Well, Ricky couldn’t see any reason for the shares to go up, but so that she wouldn’t be offended he bought a few. A couple of weeks later there was a takeover bid, and they doubled in value almost overnight. By the time Maurice and Griselda and I asked him for his advice, this had happened three or four times and he thought that the best thing he could do for us was to give us the benefit of Isabella’s predictions.

“But look here,” I said. “You don’t actually believe that Isabella could foretell the future?” From the way he’d told me the story, it seemed to be the only explanation.

“Oh,” said Ricky, “anyone can foretell the future, if their information’s good enough.”

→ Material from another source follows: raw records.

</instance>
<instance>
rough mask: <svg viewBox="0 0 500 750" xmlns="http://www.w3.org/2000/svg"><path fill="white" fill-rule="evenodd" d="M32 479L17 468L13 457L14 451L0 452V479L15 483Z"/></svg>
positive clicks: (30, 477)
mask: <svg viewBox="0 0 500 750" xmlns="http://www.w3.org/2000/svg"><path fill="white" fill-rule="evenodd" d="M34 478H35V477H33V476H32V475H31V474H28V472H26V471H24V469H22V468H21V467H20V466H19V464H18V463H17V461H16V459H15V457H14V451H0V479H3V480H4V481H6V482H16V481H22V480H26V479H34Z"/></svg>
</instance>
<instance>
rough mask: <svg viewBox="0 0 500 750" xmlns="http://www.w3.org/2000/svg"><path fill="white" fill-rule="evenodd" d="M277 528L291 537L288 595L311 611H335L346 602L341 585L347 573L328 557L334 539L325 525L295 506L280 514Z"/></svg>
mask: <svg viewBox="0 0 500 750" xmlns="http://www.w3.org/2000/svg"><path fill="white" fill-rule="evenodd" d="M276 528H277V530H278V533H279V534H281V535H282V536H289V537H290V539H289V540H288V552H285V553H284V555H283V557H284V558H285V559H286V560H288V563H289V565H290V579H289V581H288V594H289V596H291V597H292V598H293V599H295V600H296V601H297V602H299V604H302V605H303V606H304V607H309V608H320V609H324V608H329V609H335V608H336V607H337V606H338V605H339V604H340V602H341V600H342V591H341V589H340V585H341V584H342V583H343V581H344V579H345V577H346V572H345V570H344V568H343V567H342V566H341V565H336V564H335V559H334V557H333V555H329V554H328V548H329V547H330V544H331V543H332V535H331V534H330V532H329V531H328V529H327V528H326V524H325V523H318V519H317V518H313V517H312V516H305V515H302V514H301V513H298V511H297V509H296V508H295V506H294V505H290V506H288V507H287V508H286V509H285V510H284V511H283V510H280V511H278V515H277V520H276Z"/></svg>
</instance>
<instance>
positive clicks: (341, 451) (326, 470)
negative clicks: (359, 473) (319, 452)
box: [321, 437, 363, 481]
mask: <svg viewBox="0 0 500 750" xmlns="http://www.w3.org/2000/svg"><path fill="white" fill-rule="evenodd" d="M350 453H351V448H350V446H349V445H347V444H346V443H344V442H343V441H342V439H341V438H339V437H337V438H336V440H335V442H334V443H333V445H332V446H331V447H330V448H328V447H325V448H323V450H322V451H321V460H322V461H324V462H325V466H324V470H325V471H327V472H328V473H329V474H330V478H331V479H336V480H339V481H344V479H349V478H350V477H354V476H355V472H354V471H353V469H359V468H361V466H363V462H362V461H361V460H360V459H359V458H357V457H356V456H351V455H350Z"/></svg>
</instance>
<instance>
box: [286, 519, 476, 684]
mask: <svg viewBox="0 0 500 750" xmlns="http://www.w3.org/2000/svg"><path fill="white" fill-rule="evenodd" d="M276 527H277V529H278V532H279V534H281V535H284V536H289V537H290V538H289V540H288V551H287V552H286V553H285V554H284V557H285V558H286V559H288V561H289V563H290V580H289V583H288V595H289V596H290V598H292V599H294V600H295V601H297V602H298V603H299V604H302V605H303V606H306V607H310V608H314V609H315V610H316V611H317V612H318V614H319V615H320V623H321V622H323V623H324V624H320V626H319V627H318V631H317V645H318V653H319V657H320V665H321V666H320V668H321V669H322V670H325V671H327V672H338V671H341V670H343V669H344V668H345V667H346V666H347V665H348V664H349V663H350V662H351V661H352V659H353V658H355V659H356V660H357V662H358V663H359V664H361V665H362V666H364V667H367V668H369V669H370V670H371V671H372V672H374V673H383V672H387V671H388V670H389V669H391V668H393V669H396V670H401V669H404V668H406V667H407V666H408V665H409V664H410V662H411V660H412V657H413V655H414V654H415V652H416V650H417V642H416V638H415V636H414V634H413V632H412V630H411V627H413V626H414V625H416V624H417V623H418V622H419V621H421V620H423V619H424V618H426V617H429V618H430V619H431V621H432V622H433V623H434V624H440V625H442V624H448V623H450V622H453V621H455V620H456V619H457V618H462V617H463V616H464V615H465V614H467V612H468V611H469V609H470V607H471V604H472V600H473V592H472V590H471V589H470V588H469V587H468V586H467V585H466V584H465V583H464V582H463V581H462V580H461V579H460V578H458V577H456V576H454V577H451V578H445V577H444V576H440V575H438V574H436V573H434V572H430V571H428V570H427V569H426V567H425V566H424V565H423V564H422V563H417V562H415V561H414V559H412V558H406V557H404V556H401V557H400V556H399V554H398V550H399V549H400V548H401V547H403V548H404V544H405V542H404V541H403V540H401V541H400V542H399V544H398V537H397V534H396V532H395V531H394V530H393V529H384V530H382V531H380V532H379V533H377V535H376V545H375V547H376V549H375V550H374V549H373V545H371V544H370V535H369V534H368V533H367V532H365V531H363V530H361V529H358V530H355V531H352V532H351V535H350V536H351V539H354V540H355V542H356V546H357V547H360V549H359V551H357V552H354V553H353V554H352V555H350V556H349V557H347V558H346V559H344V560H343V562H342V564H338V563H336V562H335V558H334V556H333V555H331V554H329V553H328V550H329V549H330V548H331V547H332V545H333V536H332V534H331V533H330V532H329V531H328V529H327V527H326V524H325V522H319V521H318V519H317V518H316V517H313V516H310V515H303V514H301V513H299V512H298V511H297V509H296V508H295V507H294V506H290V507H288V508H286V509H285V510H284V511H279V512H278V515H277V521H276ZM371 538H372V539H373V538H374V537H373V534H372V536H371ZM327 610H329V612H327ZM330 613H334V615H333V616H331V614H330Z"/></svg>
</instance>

According to Ricky, Isabella hadn’t always been a fortune-teller. In her younger days, she was a hostess at a London nightclub which was popular at that time with businessmen and stockbrokers and so on. In the course of her conversations with customers—well yes, Julia, I think that probably is a slightly expurgated version—she learnt a great deal about what was going on in financial circles, including a lot of things that no one was supposed to know were going on and some things that weren’t supposed to be going on at all. That, in Ricky’s view, was the basis of her success as a fortuneteller.

I was surprised, if her information was as reliable as that, that she hadn’t simply used it to make money on the stock market, instead of
bothering with the fortune-telling business. But she seems to have had some kind of superstition about that—she thought it would be unlucky for her to invest in shares herself, and she never did.

“But Ricky,” I said, “all this must have been at least twenty or thirty years ago. How could she still go on getting information?”

“Information’s like money,” said Ricky. “Once you’ve got it, you can use it to get more. You can buy one secret by keeping another. ‘I’m keeping your secret because you’re my friend—prove you’re my friend by telling me—’ Well, whatever it is you want.”

I thought this was all beginning to sound rather unpleasant—almost as if Isabella had been a professional blackmailer.

“Yes,” said Ricky. “That’s right. That’s what she was. There must be quite a number of people who aren’t sorry she’s dead—as a matter of fact, I’m one of them. I’ve had a pretty rotten two years of it, Reg.”

I didn’t really feel, after this, that I could ask him to deliver the eulogy.